About the LTE passthrough, I had the same thought as you, but I left it alone as it just remove one NAT level. But for the same concerns to avoid reaching the unit on top of the pole, I kept this alone.At the end I have 2 hops from RB4011 to SXTLTE, then modem then Internet, but that’s not an issue if you can live with it.

Agree, but why the extra NAT level? As the LHGG will handle that, I turned it off on the main router for that link.

About NAT I was referring to my case where I establish a VPN connection from SXT to CHR (on datacenter) to get around the CGNAT that I have on my LTE connection.
In this case when I need to reach some internal port, I need to open it on CHR first and then on LTE before reaching the RB4011; if I had used passthrough, I would have avoided the second DST NAT on LTE device.
But I decided to manage this double NAT and not touched this passthrough option for now.

Ah, yes..I now understand.
I actually decided to trust the local endpoints of my wg tunnels, so I’d only open ports on the CHR but I’ve decided that there is no actual case any more after wireguard is once enabled on the CHR and a zerotier (running a docker on my NAS in a dedicated VLAN) link is around for other means.

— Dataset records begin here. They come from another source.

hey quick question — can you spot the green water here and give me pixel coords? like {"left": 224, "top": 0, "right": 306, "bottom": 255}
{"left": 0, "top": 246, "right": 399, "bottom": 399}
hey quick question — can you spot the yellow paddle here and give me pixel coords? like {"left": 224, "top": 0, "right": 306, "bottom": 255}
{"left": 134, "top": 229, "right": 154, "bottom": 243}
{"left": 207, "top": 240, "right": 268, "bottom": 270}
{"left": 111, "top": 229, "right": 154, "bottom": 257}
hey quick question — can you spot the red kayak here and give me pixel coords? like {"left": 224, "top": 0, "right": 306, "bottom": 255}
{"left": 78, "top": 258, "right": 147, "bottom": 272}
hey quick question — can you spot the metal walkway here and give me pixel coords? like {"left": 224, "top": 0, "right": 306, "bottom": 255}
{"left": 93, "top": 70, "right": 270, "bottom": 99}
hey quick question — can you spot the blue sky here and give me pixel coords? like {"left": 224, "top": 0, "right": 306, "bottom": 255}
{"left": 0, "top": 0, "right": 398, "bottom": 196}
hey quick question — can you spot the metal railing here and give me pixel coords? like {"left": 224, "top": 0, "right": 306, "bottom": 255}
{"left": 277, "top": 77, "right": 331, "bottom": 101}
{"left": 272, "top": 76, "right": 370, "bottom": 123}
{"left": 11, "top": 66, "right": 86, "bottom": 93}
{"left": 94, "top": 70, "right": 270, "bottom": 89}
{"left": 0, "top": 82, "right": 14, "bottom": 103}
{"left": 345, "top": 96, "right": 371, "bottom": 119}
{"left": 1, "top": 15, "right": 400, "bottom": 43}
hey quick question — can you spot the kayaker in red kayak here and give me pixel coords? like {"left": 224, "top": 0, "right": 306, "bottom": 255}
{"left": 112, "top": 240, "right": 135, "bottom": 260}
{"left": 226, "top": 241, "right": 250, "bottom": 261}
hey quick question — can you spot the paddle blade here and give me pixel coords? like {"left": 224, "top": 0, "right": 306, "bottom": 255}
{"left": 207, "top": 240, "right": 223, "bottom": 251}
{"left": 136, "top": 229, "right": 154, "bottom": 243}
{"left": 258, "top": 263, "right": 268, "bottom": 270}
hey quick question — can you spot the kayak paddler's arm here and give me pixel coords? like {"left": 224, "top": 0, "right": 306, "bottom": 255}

It will not work if you ping the public IP of the CHR, because you have no way to tell the router which WAN interface to use to send the ping requests as the ping request packets cannot be distinguished from one another by destination address and you cannot do dst-nat in the output chain, but since your actual aim is to check the tranparency of the VPN tunnel established via the particular WAN, you need to ping a remote address reachable through that tunnel anyway, not just the public IP of the CHR. So just assign a different private IP to each of the two tunnel interfaces at the CHR, and set up a /32 route to the remote internal address of the primary tunnel with the tunnel as the gateway and another /32 route to that address with a higher distance value via a port-less bridge (I don’t remember how else to mimic a blackhole route in RouterOS 7). So while the tunnel will be up, the test IP will be contacted via that tunnel; if the tunnel goes down, there will still be a specific route to that destination which will supersede any less specific one but will effectively drop the packet.